For this homework, I decided to talk about Linear Regression as it is one of the most fundamental and useful concepts that one can learn in the field of machine learning. It serves as a stepping stone to much more complicated algorithms and models. A person with a strong grasp of Linear Regression will have a much easier time learning the more complicated stuff!

So what does a linear regression equation look like? It looks something like this -

\[ Y = \beta_0 + \beta_1 X + \epsilon \] where Y is the dependent variable, \(\beta_0\) is the intercept, \(\beta_1\) is the slope and \(\epsilon\) is the margin of error. Fun fact: The error term accounts for factors that are not included in the model but influence the dependent variable. It also helps to assess the goodness of fit of the model. If the above representation seems complicated for you, then have a look at this!

\[ Y = \alpha + \beta X \] In essence, both equations are the same except the latter one does not contain the error term.

Example Data and Model (Using IRIS dataset for this presentation)

library(ggplot2)

# Use iris dataset 
data <- iris

# Fit model 
model <- lm(Sepal.Length ~ Sepal.Width, data = data)

# create predicted column in dataset
data$predicted = predict(model)
data$residuals = data$Sepal.Length - data$predicted
# We will generate a scatter plot using our predicted values to see how it performs

Scatter Plot of our Model with a Regression Line

ggplot(data, aes(x = Sepal.Width, y = Sepal.Length)) +
  geom_point(color = 'blue') +
  geom_line(aes(y = predicted), color = 'red') +
  labs(title = "Linear Regression", x = "Sepal Width", y = "Sepal Length")

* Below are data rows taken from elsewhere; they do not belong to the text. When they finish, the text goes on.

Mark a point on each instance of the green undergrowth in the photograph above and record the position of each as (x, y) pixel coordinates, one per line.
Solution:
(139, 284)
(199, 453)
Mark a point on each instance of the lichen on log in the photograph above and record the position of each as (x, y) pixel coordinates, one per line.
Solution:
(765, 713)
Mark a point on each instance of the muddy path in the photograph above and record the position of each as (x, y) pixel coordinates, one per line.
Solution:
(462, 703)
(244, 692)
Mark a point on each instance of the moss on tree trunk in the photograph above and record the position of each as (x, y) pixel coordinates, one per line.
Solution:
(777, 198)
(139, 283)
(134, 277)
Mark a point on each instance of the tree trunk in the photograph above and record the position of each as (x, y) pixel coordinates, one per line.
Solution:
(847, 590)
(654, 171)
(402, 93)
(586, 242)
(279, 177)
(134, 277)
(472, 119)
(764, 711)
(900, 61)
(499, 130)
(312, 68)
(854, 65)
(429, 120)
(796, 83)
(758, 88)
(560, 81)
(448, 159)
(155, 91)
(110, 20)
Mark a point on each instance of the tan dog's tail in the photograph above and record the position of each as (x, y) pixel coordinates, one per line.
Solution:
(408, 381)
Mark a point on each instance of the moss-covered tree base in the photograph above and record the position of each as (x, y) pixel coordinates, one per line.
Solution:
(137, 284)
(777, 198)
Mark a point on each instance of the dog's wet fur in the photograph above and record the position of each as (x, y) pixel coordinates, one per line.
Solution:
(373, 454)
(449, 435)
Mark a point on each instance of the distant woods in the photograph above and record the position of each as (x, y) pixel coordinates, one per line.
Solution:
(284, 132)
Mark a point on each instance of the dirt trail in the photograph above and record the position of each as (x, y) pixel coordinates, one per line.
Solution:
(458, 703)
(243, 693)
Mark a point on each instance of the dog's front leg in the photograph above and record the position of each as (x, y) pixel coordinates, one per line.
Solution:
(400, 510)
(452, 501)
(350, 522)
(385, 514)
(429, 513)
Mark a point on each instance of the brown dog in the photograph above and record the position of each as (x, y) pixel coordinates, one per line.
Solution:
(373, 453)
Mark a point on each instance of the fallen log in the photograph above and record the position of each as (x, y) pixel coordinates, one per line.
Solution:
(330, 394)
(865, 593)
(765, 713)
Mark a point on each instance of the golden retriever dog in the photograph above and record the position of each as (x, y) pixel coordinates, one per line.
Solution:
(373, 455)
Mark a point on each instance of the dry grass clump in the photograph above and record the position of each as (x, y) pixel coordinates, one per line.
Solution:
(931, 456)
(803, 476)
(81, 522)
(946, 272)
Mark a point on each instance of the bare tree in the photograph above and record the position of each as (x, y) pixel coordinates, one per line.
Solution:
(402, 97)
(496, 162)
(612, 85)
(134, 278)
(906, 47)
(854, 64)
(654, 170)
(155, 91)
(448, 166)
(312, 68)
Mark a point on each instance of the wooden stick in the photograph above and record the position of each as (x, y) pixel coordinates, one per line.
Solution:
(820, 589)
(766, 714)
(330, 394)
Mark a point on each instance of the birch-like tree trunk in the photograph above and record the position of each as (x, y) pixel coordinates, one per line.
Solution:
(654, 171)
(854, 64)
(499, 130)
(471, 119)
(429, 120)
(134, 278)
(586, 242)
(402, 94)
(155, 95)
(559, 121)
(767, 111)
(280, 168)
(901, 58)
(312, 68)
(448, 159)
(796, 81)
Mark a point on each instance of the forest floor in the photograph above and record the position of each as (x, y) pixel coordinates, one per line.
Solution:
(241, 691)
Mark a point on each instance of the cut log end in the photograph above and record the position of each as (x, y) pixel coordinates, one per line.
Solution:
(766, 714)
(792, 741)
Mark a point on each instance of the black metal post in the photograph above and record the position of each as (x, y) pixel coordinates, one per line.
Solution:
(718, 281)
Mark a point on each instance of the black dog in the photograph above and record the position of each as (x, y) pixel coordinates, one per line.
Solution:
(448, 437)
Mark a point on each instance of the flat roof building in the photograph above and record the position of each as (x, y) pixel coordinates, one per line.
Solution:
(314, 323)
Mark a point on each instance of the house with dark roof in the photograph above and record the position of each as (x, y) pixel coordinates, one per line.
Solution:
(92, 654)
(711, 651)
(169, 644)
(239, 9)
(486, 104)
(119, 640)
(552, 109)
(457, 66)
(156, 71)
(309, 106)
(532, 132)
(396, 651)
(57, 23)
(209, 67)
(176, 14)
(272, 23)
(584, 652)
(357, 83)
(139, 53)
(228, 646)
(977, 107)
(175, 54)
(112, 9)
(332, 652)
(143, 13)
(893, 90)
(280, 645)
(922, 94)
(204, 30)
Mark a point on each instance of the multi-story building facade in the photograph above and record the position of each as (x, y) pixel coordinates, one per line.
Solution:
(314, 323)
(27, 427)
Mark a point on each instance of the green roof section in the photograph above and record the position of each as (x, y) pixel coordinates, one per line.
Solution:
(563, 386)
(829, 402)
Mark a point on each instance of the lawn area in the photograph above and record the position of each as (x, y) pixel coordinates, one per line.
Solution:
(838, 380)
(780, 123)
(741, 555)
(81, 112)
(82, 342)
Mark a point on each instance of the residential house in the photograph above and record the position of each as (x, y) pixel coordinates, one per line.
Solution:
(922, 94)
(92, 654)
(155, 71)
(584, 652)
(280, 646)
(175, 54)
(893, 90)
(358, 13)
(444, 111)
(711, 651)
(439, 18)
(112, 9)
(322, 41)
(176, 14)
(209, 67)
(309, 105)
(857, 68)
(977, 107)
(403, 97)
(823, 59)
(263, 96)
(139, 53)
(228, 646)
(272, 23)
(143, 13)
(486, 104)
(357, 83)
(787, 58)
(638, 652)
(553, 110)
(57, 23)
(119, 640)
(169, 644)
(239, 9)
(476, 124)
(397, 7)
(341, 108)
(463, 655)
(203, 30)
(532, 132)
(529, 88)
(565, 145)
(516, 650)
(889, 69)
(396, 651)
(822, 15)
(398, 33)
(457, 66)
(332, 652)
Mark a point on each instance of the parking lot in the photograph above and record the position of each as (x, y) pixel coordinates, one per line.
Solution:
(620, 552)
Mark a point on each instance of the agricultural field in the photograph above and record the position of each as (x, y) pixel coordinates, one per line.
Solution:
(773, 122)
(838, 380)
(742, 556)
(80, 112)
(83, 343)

How did our model perform?

When we use any kind of predictive modelling, in order to make changes to our model, we need to know how our model is performing with respect to the actual values. In order to do that, we construct something called a residual plot. The residual plot of a regression function shows us the difference in expected and predicted value. The following slide will contain one such residual plot. Furthermore, to fine-tune our models, we use something called a loss function. While not used in a linear regression model, it is still important to know for future use :) One such loss function is the MSE or Mean Squared Error. It looks like this: \[ 1/n \sum_{i=1}^{n} (Y_i - \hat{Y}_i)^2 \] It looks complicated but in actuality it is simply the square of the distance between the expected Y value and predicted Y value. Squaring allows us to maintain the magnitude of the difference!

Residual Plot

ggplot(data, aes(x = predicted, y = residuals)) +
  geom_point(color = 'blue') +
  geom_hline(yintercept = 0, color = 'red', linetype = "dashed") +
  labs(title = "Residual Plot", x = "Predicted Sepal Length", y = "Residuals") +
  theme_minimal()

Making a 3-D plot using a Linear Regression model

Conclusion

Simple linear regression, while not the most powerful predictive model, serves as an excellent starting point for learning about regression techniques. As you progress, you’ll discover that more advanced models, such as multiple regression, polynomial regression or even neural network architectures, are often built upon the foundational concepts of linear regression. I hope you enjoyed this mini-presentation! Have a great day!